A 17-year old in Austin, Texas with what police describe as an “extensive history” of aggravated robbery was shot by his intended victim this week. Police say that Jaylyn Reed, who was supposed to be on electronic monitoring, had a stolen gun on him when he tried to rob two people at an upscale outdoor mall in the Texas capital.
Little did Reed know that one of his intended victims had a gun of their own, and was prepared to use it in self-defense.
At 4:11 p.m. the suspect came up behind two people who were walking through a parking lot at 3400 Palm Way, which is in The Domain shopping center, according to an arrest affidavit. The victims told police he had a black shirt wrapped around his face and pointed a gun at the two as he took a shopping bag and a backpack from one of them.

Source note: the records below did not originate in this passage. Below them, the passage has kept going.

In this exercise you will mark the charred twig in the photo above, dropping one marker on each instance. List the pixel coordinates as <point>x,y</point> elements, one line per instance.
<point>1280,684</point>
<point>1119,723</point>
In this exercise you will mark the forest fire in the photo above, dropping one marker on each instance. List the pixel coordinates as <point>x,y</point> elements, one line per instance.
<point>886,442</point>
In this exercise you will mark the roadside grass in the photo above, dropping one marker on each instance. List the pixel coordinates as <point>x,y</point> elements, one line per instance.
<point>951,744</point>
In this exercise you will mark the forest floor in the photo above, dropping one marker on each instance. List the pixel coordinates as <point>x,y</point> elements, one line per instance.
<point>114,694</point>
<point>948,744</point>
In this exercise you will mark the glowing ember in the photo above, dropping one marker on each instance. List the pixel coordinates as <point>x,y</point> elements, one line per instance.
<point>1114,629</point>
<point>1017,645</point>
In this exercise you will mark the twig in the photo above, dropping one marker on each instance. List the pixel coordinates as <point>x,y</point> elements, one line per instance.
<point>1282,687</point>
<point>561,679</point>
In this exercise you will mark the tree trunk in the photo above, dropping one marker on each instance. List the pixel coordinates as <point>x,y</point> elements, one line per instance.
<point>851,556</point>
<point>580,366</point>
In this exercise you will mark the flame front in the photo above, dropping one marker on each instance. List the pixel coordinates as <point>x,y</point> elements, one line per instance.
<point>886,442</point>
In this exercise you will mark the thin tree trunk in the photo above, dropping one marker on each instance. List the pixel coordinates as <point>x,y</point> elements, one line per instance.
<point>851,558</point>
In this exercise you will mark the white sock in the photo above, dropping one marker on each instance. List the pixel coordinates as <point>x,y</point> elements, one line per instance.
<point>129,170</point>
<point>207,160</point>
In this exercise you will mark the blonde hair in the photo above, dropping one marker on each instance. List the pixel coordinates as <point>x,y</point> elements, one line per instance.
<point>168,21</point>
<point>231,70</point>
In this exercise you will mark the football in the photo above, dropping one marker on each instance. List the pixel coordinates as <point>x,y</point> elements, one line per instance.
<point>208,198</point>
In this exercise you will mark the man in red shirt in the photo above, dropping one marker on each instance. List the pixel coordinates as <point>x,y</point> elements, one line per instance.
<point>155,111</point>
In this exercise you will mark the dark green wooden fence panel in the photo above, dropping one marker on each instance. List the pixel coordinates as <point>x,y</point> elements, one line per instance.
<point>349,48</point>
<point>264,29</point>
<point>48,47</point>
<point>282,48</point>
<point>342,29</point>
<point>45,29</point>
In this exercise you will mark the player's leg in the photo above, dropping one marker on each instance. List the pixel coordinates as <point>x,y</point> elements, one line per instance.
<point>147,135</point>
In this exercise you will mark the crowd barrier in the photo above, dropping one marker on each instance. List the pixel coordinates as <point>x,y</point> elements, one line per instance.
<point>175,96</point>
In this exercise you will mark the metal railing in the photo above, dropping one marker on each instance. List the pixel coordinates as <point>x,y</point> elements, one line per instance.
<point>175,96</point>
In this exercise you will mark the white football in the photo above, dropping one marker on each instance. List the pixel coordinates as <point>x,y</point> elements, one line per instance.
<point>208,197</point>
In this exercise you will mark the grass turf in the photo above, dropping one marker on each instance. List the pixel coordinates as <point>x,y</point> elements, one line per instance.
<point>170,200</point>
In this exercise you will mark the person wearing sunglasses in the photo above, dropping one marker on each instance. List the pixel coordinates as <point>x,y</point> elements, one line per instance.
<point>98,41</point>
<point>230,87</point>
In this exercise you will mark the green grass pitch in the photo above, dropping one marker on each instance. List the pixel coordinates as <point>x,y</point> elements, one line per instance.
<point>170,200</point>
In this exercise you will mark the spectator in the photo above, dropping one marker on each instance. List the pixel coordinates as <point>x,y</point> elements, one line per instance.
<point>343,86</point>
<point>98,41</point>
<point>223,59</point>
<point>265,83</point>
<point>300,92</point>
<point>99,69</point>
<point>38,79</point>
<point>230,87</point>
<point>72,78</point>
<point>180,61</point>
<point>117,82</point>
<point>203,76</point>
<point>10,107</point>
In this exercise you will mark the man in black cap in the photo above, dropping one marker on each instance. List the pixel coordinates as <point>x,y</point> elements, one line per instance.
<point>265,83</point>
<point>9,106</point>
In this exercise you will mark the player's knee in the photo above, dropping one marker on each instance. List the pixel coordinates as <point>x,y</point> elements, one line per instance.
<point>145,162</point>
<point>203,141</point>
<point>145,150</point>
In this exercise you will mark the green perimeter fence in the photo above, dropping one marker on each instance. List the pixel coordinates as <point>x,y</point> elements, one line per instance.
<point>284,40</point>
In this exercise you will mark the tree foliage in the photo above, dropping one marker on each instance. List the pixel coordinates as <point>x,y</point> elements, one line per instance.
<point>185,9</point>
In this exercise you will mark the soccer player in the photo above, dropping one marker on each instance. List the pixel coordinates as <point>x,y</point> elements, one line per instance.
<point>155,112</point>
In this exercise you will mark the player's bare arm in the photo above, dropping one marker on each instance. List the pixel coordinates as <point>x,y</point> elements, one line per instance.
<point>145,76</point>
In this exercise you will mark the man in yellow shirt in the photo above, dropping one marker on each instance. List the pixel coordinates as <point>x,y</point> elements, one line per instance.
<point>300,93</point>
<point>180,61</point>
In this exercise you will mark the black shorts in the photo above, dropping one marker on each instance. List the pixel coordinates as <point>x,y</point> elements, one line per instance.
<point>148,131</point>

The suspect started getting into a car and pointed a gun at one of the victims who was yelling and walking toward him, the other pulled out a concealed pistol and shot the suspect.
According to an affidavit related to one of the people accused of being in the car, Reed dropped the gun he had at the scene. Police later said it was stolen.
The suspect left in the car, but didn’t get far before a passenger called 911 for help and police responded. The victims’ property was found in the vehicle, the affidavit said.
“Reed had been ordered by a Travis County Judge to wear an ankle monitor, which has been removed from his person,” the affidavit said.
Police say that Reed is a suspect in at least nine other robberies across the city over the past few weeks, along with one other juvenile and two 18-year old defendants. The case raises all kinds of questions, particularly since he had allegedly removed the electronic monitoring device that he was supposed to wear. Did the company that oversees the monitors alert authorities when it was cut off? Were police even aware? What good is electronic monitoring when the individual in question apparently isn’t being monitored at all?
The fact that a 17-year old can even have an “extensive history of aggravated robberies” is also a sign that the juvenile justice system needs a serious overhaul. I’m reminded of the dad who recently pleaded with authorities to give his own 14-year old son a tougher sentence after receiving just three weeks in juvenile detention after stealing nearly two dozen firearms along with his 11-year old brother.
“All they keep doing is keep giving him 21 days, 21 days, a slap on the wrist,” the boys’ father said.
His elder son thinks he can get away with it, he said.
“I want them to stick him in boot camp or some sort of place you know where he has to follow rules because I’m trying and it’s not working and I don’t want to hurt the boy but he tries to jump on me and everything,” their father said.
Their father said he believes his sons wanted the guns to rob people. But, he is scared they will wind up dead or killing someone else.
Records show the Cape Coral Police Department was called 13 times in the past year to the home of the two young brothers.
The father said some of those times were him calling the cops on his own sons.
The father confirmed what police said about the 14-year-old, that he’s got a criminal record.
But his younger son is often coerced into bad behavior by his older brother, the father said.
“I don’t know what to do,” the father said.
The goal of the juvenile justice system is rehabilitation, not just incarceration, but at the moment it doesn’t seem to be successful at either, even when victims and the parents of the juvenile offenders themselves are pleading for more to be done.
While the senators who are trying to cobble together a package in response to the school shooting in Uvalde have discussed opening up juvenile records to background checks when adults under-21 purchase a firearm at retail, there’s been absolutely no discussion about the bigger problems in the juvenile justice system itself. Should Jaylyn Reed be able to legally purchase a firearm in a few months just because his extensive juvenile record won’t show up in a NICS check? Even many Second Amendment supporters would say “no, of course not,” but the bigger problem is that guys like Reed are racking up dozens of charges as teenagers because the system isn’t taking their crimes seriously. If the goal is to reduce crime and save lives, we need to be focused on offenders like Reed instead of trying to turn law-abiding gun owners into criminals through new, non-violent, possessory gun laws.